Häuser und Fahrzeuge, die so entstehen wie Wikipedia? Silke Helfrich und David Bollier wollen die bessere Welt von morgen denken

Silke Helfrich/David Bollier: „Frei, fair und lebendig. Die Macht der Commons“. Transcript, Bielefeld 2019, 400 Seiten, 19,99 Euro

Von Annett Jensen

Dieses Buch hat Gewicht. Silke Helfrich und David Bollier zeigen erstmals praktisch und theoretisch, dass längst eine kraftvolle Alternative zum Kapitalismus existiert. Allerdings befinden sich die Commons im toten Winkel der Wahrnehmung: Es gibt dafür noch keine Sprache.

Auch Gesetze, Institutionen, Infrastrukturen und Politik sind geprägt vom Menschenbild des freien Individuums. Der Staat hat vor allem die Aufgabe, gute Bedingungen für den freien Markt zu schaffen und das daraus resultierende Eigentum zu schützen.

Das Buch „Frei, fair und lebendig – die Macht der Commons“ belegt, dass es weltweit viele Beispiele gibt, dass Wirtschaft ganz anders funktionieren kann: Orientiert am Bedarf der Beteiligten werden Wohnhäuser und Software, Lebens- und Transportmittel, Prothesen und Maschinen produziert, gemeinsam Supermärkte und Bauernhöfe betrieben. Eine Blaupause für diese Projekte kann es nicht geben, weil sie geprägt sind durch die Möglichkeiten vor Ort und die Beteiligten. Aber es gibt Muster – und die beschreibt das Autorenduo.

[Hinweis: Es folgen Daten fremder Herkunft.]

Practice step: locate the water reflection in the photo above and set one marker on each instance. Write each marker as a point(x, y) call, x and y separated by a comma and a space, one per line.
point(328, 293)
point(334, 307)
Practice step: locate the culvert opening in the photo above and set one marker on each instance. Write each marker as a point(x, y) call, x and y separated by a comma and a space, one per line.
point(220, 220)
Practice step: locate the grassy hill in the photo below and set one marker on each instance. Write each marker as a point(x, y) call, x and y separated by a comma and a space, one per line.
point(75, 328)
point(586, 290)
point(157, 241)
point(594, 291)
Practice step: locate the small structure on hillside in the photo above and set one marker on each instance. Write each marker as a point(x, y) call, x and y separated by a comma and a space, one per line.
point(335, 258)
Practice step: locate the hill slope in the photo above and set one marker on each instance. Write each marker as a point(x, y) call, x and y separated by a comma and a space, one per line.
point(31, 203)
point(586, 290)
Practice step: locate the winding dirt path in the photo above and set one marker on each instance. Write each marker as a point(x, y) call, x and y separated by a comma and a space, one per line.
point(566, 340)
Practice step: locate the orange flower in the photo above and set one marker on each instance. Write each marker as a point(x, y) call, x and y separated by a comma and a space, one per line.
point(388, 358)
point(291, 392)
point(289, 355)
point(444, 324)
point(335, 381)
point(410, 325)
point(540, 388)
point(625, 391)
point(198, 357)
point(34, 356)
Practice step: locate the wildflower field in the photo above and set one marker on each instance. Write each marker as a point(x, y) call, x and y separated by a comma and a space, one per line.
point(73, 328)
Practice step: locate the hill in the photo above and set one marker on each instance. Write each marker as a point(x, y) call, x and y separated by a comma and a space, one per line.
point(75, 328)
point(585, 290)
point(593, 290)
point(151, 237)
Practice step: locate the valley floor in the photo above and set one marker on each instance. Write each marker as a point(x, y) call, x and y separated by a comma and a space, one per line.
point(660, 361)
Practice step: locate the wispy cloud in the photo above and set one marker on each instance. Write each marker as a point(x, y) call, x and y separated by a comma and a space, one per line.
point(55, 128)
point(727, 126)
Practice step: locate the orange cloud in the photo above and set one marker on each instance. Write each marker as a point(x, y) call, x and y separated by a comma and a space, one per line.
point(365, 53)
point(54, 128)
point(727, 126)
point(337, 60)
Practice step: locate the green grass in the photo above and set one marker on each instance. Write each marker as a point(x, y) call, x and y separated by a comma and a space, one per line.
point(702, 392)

Damit entwickeln sie die Theorie der Wirtschaftsnobelpreisträgerin Elinor Ostrom entscheidend weiter. Sie zeigen, dass das Wesen von Commons nicht in den Gütern oder hergestellten Produkten liegt, sondern in den Bezügen der Menschen untereinander und zur Umwelt. Weil es nicht um Geldvermehrung geht, sondern darum, mit den vorhandenen Ressourcen die Bedürfnisse möglichst gut zu befriedigen, sind freie Software und das großzügige Weitergeben von Wissen vorteilhaft: So können es viele weiterentwickeln – zum Vorteil aller.

Bei begrenzten Ressourcen kommt es dagegen auf Fairness an: „Aufteilen ohne Beitragen in einem Commons ist wie Einkaufen ohne Geld im Kapitalismus: Es funktioniert nicht.“

Helfrich und Bollier entwickeln nicht nur Vorschläge für eine commonsgerechte Sprache mit neuen Wörtern wie „gemeinschaffen“ oder „do-it-together“. Sie machen auch Vorschläge für commons-förderliche Gesetze, Institutionen und Infrastrukturen. Der umfassende Ansatz des Buches hat das Potenzial, zu einem Meilenstein für die Transformation zu werden.